Denise Murrell, the curator behind the highly praised exhibition “Posing Modernity: The Black Model from Manet and Matisse to Today” that opened last year, will now hold the post of associate curator for 19th and 20th century art, a newly created position that will involve her working closely with both the museum’s modern and contemporary department and its European painting department. She will begin in her post in January.
The announcement, which was first reported by the New York Times, comes on the heels of the Guggenheim Museum hiring curator Ashley James last week, making her the first full-time black curator to ever be brought on to that museum’s staff.

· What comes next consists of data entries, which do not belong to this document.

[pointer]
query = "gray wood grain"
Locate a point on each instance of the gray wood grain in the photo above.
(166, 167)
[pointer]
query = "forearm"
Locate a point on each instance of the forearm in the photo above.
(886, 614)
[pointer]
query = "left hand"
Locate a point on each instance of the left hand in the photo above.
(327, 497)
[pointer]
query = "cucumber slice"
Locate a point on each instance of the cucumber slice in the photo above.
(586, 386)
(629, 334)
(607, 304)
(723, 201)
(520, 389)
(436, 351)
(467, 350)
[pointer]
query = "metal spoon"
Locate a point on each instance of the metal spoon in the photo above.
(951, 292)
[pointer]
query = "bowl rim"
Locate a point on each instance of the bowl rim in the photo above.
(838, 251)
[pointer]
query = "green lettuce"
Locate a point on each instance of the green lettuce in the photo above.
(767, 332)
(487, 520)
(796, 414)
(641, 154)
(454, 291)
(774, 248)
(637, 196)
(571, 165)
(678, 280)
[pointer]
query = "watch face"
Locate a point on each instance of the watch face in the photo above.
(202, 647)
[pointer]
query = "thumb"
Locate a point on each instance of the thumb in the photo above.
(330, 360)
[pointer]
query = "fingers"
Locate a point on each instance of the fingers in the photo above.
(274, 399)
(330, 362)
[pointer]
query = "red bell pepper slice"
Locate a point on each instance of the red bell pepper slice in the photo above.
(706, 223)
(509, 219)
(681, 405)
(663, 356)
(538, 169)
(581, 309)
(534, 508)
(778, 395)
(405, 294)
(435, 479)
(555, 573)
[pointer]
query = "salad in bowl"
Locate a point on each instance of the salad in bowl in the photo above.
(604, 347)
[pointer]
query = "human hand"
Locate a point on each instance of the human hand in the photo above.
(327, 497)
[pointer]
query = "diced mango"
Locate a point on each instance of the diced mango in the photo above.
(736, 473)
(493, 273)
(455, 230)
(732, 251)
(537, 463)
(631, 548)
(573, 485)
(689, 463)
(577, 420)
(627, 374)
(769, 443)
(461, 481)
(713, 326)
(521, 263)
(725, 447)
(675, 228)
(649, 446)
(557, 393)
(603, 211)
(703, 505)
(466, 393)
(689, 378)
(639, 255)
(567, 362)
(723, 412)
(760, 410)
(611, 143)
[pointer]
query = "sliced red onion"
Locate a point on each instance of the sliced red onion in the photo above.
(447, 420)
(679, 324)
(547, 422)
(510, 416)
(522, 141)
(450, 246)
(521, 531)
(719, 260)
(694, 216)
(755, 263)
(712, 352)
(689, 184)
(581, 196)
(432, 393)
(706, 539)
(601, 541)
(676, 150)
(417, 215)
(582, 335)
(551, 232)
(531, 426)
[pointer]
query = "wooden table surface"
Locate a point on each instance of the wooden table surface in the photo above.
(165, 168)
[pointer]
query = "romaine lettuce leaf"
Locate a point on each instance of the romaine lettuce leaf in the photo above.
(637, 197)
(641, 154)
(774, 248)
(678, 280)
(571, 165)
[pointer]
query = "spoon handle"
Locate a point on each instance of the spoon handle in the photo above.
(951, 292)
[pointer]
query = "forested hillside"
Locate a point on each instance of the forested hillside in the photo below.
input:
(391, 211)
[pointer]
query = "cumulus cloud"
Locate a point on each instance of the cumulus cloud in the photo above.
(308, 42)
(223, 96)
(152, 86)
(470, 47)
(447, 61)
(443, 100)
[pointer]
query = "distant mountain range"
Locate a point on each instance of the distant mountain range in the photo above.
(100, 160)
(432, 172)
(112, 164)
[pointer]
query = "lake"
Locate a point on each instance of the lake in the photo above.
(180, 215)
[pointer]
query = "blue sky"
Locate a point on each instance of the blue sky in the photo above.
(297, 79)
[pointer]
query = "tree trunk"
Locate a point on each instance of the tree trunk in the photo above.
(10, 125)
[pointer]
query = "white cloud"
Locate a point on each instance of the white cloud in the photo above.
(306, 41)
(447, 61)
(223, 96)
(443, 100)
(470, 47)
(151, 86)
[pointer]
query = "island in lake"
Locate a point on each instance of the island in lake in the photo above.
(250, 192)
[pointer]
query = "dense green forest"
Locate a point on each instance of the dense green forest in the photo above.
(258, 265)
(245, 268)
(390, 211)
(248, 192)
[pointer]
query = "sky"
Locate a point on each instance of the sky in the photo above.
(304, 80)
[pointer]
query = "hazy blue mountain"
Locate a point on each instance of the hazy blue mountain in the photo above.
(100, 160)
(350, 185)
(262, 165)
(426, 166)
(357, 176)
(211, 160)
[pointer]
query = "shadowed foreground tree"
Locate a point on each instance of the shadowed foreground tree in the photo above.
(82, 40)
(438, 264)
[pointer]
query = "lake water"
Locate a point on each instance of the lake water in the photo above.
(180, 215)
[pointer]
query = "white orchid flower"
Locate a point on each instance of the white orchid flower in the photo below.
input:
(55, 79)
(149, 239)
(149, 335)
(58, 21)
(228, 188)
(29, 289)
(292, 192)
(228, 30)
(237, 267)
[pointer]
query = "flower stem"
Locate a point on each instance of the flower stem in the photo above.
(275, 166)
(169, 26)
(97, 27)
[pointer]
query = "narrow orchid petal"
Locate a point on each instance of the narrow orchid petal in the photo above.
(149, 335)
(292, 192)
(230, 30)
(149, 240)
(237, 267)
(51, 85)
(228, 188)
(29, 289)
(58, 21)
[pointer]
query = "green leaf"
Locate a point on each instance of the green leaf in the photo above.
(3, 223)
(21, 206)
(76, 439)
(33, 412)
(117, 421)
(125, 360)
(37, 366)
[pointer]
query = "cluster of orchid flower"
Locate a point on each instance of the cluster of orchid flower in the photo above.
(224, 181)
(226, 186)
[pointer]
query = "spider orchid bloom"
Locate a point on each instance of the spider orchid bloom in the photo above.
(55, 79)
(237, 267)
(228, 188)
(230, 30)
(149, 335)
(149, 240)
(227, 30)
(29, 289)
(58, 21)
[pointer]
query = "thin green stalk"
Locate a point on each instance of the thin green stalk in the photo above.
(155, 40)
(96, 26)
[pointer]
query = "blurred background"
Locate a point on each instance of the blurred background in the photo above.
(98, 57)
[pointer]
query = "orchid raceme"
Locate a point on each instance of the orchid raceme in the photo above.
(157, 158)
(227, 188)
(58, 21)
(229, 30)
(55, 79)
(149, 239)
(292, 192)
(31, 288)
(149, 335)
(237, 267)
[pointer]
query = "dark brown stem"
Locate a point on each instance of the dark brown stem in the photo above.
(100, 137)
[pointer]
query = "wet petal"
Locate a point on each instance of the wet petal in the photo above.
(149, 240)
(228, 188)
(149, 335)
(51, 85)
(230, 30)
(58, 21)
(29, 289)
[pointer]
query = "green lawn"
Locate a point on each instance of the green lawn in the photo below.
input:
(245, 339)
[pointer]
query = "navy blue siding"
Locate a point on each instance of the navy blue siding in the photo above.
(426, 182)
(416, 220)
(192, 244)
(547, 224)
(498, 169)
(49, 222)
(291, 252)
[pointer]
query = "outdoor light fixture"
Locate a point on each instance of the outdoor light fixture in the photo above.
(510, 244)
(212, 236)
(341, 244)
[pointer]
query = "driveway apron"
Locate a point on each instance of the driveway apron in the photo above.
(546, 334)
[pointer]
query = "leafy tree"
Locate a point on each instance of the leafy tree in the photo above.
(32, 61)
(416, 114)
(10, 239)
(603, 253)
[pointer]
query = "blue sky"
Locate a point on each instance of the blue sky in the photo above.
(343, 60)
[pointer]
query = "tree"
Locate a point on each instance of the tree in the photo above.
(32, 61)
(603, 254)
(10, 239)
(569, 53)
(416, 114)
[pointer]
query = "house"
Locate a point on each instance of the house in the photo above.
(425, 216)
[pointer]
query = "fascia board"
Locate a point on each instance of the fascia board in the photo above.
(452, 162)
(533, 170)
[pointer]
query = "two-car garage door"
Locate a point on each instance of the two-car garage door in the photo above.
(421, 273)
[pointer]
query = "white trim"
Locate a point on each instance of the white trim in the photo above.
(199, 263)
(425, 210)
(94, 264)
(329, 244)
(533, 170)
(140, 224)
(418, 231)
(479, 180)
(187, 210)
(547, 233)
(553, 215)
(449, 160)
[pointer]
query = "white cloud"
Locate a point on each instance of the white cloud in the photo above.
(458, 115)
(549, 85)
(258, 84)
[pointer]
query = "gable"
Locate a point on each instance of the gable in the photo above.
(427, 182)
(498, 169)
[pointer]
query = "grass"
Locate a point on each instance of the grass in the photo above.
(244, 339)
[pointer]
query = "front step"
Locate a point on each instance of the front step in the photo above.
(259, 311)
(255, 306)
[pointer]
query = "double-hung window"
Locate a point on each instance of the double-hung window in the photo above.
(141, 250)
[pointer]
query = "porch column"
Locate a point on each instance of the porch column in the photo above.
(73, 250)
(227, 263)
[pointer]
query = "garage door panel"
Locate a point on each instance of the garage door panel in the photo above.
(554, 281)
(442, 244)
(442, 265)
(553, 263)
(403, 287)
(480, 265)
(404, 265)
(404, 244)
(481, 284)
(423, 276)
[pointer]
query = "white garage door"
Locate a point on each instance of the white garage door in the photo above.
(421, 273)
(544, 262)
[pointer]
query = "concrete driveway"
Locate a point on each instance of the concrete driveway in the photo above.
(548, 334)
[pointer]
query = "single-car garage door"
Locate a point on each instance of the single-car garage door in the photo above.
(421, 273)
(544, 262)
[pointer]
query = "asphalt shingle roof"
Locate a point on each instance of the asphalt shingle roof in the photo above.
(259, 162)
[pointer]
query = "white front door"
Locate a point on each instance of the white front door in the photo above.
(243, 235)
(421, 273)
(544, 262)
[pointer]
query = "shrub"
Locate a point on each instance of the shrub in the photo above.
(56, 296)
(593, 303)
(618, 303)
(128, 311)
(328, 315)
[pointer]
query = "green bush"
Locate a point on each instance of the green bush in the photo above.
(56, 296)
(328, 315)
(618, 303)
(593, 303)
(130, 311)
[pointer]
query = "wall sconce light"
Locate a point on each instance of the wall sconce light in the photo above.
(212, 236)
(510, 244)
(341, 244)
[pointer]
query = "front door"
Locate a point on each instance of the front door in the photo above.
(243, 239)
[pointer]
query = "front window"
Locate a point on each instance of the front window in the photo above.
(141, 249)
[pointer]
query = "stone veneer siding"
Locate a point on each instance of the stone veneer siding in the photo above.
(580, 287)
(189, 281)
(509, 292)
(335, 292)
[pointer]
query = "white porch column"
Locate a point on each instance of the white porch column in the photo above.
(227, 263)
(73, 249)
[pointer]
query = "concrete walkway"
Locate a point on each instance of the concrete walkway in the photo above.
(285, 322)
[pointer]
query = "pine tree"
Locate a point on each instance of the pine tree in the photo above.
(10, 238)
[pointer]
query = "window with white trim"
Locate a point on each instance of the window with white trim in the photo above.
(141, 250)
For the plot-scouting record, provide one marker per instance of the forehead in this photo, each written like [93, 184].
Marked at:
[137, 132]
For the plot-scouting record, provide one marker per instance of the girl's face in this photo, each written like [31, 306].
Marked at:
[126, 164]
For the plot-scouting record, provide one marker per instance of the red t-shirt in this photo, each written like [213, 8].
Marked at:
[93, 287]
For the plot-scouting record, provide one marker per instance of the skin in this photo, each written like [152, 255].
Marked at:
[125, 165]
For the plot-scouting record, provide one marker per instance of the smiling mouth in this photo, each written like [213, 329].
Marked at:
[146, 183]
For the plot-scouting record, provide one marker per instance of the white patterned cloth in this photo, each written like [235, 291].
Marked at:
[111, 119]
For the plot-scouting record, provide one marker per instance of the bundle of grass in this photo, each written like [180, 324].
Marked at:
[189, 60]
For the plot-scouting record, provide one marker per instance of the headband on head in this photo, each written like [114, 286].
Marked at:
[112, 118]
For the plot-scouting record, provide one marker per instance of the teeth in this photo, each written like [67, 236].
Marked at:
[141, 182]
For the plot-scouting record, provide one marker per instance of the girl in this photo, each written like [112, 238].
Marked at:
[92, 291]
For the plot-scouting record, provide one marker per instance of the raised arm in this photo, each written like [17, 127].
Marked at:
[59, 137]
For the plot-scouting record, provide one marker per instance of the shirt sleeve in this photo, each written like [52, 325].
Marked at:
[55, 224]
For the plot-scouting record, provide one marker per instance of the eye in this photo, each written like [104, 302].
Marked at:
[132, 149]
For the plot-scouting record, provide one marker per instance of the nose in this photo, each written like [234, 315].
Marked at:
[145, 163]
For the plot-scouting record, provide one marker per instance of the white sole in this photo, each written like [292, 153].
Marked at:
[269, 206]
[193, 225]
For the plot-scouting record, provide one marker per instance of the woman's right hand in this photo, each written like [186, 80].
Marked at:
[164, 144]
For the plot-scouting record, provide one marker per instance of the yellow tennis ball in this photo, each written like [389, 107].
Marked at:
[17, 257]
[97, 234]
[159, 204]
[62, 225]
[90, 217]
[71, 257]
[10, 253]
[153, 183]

Murrell came to art history after having a successful career in finance, working at Citicorp and Institutional Investor. (She has an M.B.A. from Harvard University.) In 1999, while in an art history course, one of her professors, discussing Manet’s famed 1863 painting Olympia, only spoke about the canvas’s white figure, the courtesan Victorine, and completely skipped over the black women, a maid named Laure, whom Manet had given significant attention to in the painting’s composition. That interaction left an impression and would serve as the organizing principle for Murrell’s doctoral dissertation. In 2002, she began taking coursework that would allow her to begin a Ph.D. program, which she started in 2007 at Columbia University in New York.
When she completed her dissertation, Murrell began looking for a museum to host an exhibition drew from her research. Many institutions told her no, and the Met never responded, according to the Times report. The exhibition opened last year at Columbia’s Wallach Art Gallery, where she was the museum’s first Ford Foundation Postdoctoral Research Scholar, and later traveled in an expanded form to the Musée d’Orsay in Paris. (Murrell served as co-curator on the Orsay version.)
Murrell’s hiring is the first major one under the tenure of the Met’s newest director, Max Hollein, who was appointed in April 2018. “Max and his team want to proactively move toward a more inclusive presentation of art history across all periods,” Murell told the Times. “This is a moment of inflection at the Met—a reconsideration of the West that moves away from an exclusively European culture.”